Creation of the Media

Friday, August 09, 2013

Transcript

It's often been observed that technological innovations are the primary force driving the evolution of the mass media. But make your way through the 402 pages Paul Starr's book The Creation of the Media, and that notion will be left in dust - along with many other common assumptions. In the book, Starr argues that the government has played a much more fundamental role in the growth of the American media than is commonly thought. He discusses his research with Brooke.

Guests:

Paul Starr

Hosted by:

Brooke Gladstone

Comments [2]

Thank you for looking into the role of the government in creating and supporting the media throughout history. From creating the Internet, to copyright, to press freedom and rights, to FCC spectrum, to local right of way, to municipal franchise agreement with cable companies, to anti-trust, to public notice laws that paid newspapers, to BBC/CBC/CPB and other govt funded media, to the postal rules to advantage magazines, etc, no discussion of the media today should not consider the role of government.

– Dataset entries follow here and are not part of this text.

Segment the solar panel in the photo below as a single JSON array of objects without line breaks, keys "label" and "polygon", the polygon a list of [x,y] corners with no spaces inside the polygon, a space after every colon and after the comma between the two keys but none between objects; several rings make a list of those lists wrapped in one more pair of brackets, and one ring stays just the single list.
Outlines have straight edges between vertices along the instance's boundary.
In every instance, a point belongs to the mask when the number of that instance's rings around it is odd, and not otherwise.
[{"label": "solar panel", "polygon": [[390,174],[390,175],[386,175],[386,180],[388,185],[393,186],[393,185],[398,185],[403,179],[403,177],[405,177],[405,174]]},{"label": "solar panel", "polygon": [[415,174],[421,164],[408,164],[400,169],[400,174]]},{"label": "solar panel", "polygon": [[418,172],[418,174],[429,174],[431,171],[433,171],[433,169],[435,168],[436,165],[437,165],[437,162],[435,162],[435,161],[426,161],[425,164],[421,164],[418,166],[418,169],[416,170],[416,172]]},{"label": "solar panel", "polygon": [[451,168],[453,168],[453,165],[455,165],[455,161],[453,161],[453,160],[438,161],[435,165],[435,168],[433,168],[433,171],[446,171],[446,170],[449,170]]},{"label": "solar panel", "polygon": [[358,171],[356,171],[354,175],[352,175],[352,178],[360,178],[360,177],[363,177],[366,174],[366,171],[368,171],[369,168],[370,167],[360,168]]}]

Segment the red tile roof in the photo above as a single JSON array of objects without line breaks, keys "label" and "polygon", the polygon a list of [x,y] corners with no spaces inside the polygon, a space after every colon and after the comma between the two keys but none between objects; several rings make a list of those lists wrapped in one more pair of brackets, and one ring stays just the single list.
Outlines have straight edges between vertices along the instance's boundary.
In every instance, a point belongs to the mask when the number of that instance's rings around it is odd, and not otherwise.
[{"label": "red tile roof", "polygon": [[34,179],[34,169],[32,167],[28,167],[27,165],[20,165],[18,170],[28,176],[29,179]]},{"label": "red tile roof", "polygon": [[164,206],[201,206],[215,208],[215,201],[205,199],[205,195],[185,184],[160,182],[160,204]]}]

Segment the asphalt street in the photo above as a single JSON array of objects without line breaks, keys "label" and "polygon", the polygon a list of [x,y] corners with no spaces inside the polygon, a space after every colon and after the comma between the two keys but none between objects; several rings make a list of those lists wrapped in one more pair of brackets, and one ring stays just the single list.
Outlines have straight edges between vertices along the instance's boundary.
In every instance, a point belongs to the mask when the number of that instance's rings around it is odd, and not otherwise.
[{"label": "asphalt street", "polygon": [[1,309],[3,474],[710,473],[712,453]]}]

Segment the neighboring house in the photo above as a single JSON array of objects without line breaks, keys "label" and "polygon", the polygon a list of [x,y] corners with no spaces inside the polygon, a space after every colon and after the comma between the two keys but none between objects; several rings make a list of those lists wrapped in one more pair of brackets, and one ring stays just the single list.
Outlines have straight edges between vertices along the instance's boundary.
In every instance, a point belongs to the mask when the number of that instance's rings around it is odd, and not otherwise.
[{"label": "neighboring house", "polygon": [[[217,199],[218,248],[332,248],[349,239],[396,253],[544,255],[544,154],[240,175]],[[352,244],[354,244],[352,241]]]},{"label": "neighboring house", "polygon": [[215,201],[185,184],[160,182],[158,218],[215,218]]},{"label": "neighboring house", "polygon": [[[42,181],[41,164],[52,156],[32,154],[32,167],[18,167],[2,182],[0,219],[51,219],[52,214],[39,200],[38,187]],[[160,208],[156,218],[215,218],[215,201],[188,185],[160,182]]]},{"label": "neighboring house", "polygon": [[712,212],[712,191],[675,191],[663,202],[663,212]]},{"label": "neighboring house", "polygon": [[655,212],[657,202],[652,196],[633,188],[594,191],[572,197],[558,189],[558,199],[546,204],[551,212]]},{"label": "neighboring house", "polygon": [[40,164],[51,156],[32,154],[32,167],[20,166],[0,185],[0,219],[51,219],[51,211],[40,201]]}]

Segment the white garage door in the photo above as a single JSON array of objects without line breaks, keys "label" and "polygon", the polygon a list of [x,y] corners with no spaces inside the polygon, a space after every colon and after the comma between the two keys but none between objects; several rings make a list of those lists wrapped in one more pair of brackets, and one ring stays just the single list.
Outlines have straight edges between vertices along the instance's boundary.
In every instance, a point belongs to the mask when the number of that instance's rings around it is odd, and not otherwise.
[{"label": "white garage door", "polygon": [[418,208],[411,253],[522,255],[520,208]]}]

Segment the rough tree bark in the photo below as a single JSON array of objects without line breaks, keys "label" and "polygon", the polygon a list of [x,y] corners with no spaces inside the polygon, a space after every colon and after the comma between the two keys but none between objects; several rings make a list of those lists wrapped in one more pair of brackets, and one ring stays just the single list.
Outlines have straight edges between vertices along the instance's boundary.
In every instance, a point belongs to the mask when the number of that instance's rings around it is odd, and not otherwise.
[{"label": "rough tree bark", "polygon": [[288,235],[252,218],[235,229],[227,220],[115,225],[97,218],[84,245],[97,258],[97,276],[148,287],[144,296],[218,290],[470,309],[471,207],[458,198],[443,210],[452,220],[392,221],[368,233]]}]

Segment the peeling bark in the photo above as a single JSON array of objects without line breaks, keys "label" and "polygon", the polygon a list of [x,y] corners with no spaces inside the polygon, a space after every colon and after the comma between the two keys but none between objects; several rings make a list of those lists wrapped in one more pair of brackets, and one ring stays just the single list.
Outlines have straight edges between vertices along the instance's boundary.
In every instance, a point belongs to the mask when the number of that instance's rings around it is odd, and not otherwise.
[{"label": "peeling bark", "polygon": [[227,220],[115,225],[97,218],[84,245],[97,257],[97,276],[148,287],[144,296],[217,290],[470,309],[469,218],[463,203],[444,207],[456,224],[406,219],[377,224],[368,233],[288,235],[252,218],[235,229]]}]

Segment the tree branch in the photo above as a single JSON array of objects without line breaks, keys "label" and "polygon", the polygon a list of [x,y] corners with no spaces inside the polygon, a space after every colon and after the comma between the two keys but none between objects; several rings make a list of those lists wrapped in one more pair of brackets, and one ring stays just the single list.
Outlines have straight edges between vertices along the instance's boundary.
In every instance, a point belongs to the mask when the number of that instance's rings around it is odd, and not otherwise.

After asking for this type of piece, I am thrilled. But I would like you to go one further. Look at how the government can help the news business find a better business model. Should copyright and fair use regulations be changed? Should fees on access be assessed to pay into a fund for journalistic organizations (similar to in the UK)? Philanthropy is a poor substitute for a long term model. One other option is to go back and have the government do public notice through buying advertising space. Government agencies at all levels have been building web sites that allow for "public notice" and saving money that was spent on advertising. Saving that money means fewer journalists to write about government too. This change alone will vastly improve access to government info as well as reinvigorate independent journalism. And some of the public funding for elections could be put aside for ad space on media outlets (not just television ads). I am sure you can find even more ideas.

Aug. 12 2013 10:45 AM
Carl Isaacson from Lindsborg, Kansas

While Mr. Starr's reading of the American situation is very interesting, and given the qualification he makes of press freedom laws, he is probably correct. But America was not the first to enact Free Press laws. Sweden, in 1766, passed a freedom of the press law. That law was overturned by Gustav III, but was restored and even extended after the monarch's death. It is great that we celebrate American freedoms, but we have to be on guard against the kind of exceptionalism that leads to easy jingoism. I look forward to reading Mr. Starr's book.